Among the numerous challenges that investors encounter in France, the issue of a highly strenuous retail distribution chain networks coupled with French global manufacturers and suppliers with strong control over their retail networks are a great concern. It is also noted that in many industries, independent retail/wholesale outlets are disappearing and being replaced by top retail chains with significant shares in the French market and neighboring EU countries and beyond. Many of the organizations with such arrangements have a strong presence with strict processes that impede the operability of new suppliers/operators. Thus, ongoing competitive market innovation, high retail mark-up and the changing environment imply that foreign investors have to increase their efforts in order to gain a share in the French market.

The determinants of trade surplus enjoyed by France is attributable to demand and cost/price developments within the country and the rest of the world. With specific focus on the 1990s, the adoption of the nominal exchange rate is perceived to have played a major role in the performance of the country economically. Particularly, in 1992/93, France’s major trading partners devalued their currencies meaning that the nation would enjoy an increase in exports and a declining demand for imports. In practice, currency devaluation puts an importing country at a disadvantage because it has to pay for products. However, for a nation that exports more, it becomes an advantage. The implication is that the country is threatened by policy shifts in other countries.

Future Prospects

Given that France is developed economically with a diverse and sophisticated customer base, its opportunities for expansion are wide. In addition, France has a strong manufacturing industry which provides quality products. Moreover, the population of the country is affluent meaning that the consumption of products is not a concern. While the market is seen to be similar with that of the United States, French consumers are discriminatory, thus, marketers have to be informed about the market state.

Significant opportunities for food exist, as well. Given the rise in the demand for health products and organic products, traders have an opportunity to tap into the growing market segment by focusing on health products. In addition, companies based in the country can consider the US as a market for products, such as food and other innovative products.

Regarding the establishment that the country has an unwelcoming economic environment, France might consider revising its policies with a view to attracting more foreign investors. Similarly, the country would benefit from reviewing its retail channels. Changing the operation requirements to mirror procedures in other countries would present France an opportunity to advance.

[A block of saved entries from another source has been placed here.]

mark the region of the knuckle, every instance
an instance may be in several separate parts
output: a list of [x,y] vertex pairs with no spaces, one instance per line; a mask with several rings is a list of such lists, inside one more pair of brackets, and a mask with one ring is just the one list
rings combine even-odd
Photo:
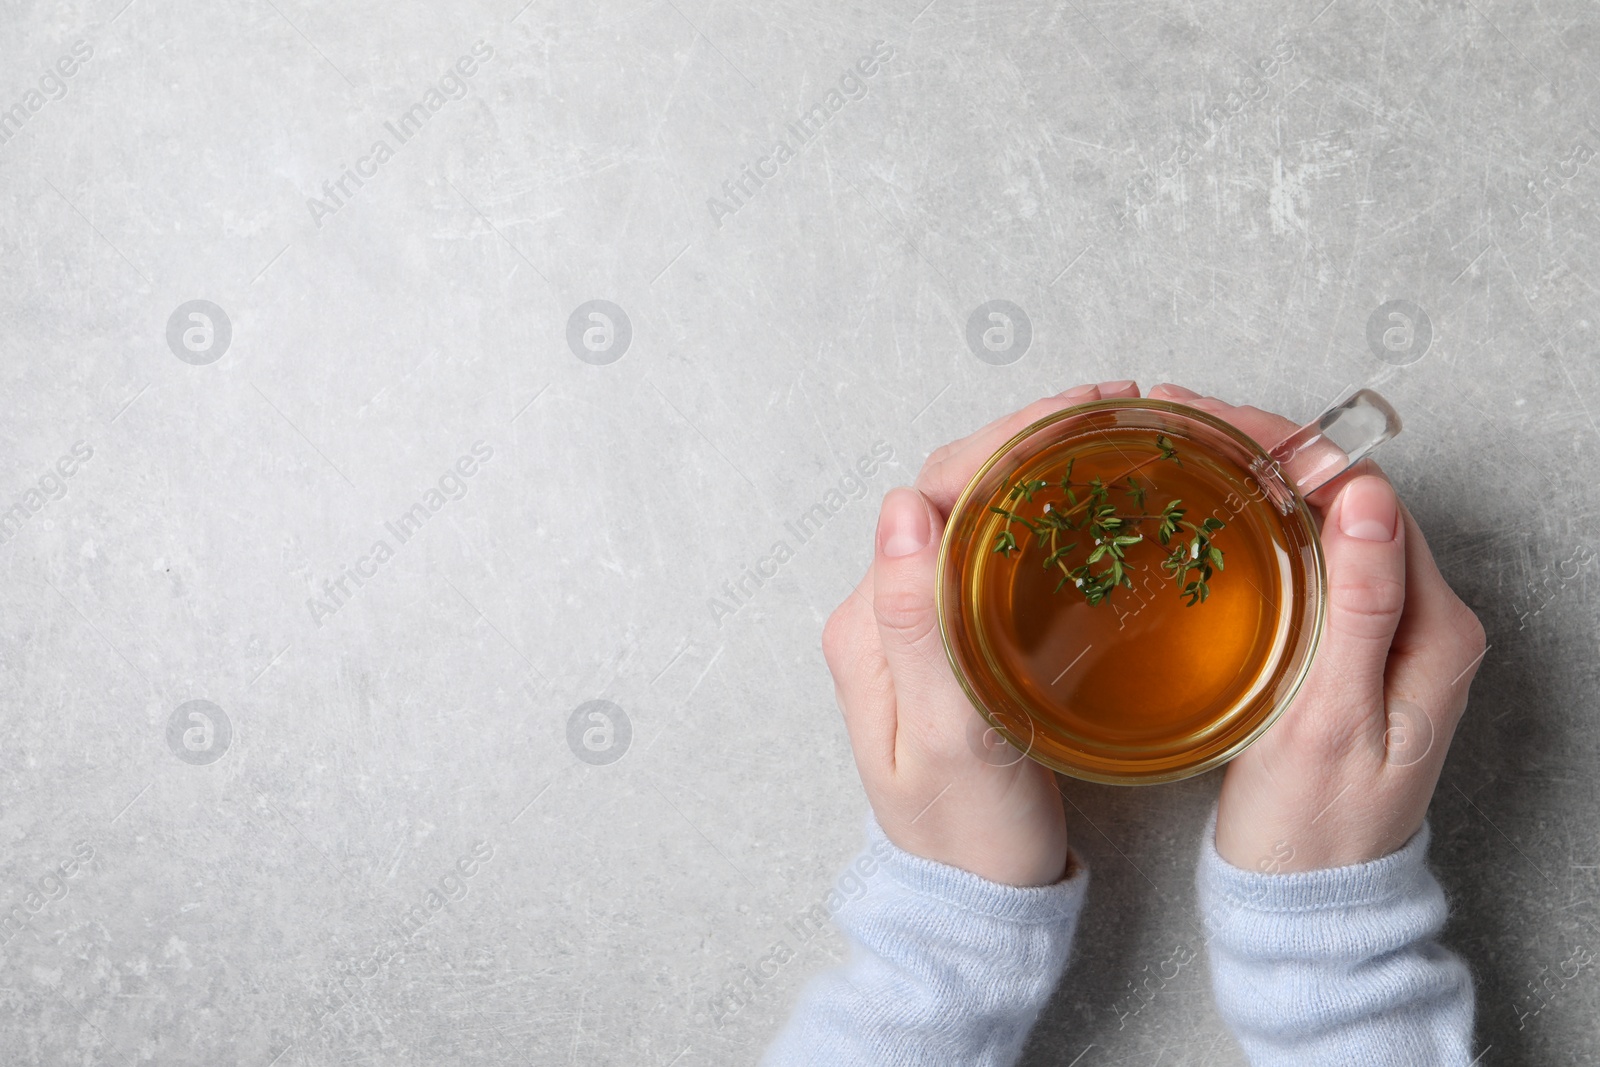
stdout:
[[1388,575],[1368,574],[1332,583],[1328,601],[1330,624],[1354,637],[1381,637],[1393,631],[1405,607],[1405,583]]
[[950,462],[950,457],[954,456],[955,454],[956,448],[954,443],[940,445],[932,452],[929,452],[928,458],[922,461],[922,469],[917,471],[917,480],[915,484],[918,486],[927,485],[931,479],[935,478],[939,472],[944,469],[945,464]]
[[1456,601],[1451,626],[1468,655],[1477,656],[1488,647],[1489,634],[1483,627],[1483,620],[1460,600]]
[[933,602],[921,590],[879,590],[872,608],[878,622],[908,644],[921,641],[933,629]]
[[1018,426],[1017,429],[1020,430],[1023,426],[1038,422],[1046,415],[1053,415],[1066,406],[1067,401],[1059,396],[1042,396],[1022,409],[1017,419],[1022,425]]
[[1282,415],[1279,415],[1276,411],[1268,411],[1266,408],[1258,407],[1255,404],[1240,404],[1238,405],[1237,410],[1245,412],[1246,414],[1260,419],[1263,422],[1270,422],[1273,425],[1289,421]]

At present, it can be stated that France is a leading economic country globally. Its entry into the EU has played a part in improving its state as an economic power. Additionally, it is noted that France has used its policy tools to influence economic development. In particular, the use of tax policy, currency devaluation and investment in infrastructure has greatly enhanced the performance of the economy. However, disincentives, such as unattractive tax environment, rigid labor market, expensive labor and lack of predictability, are the challenges that undermine the country’s economic pursuits. France should consider reviewing its retail channels to match its trading partners in order to enhance its attractiveness to external investors.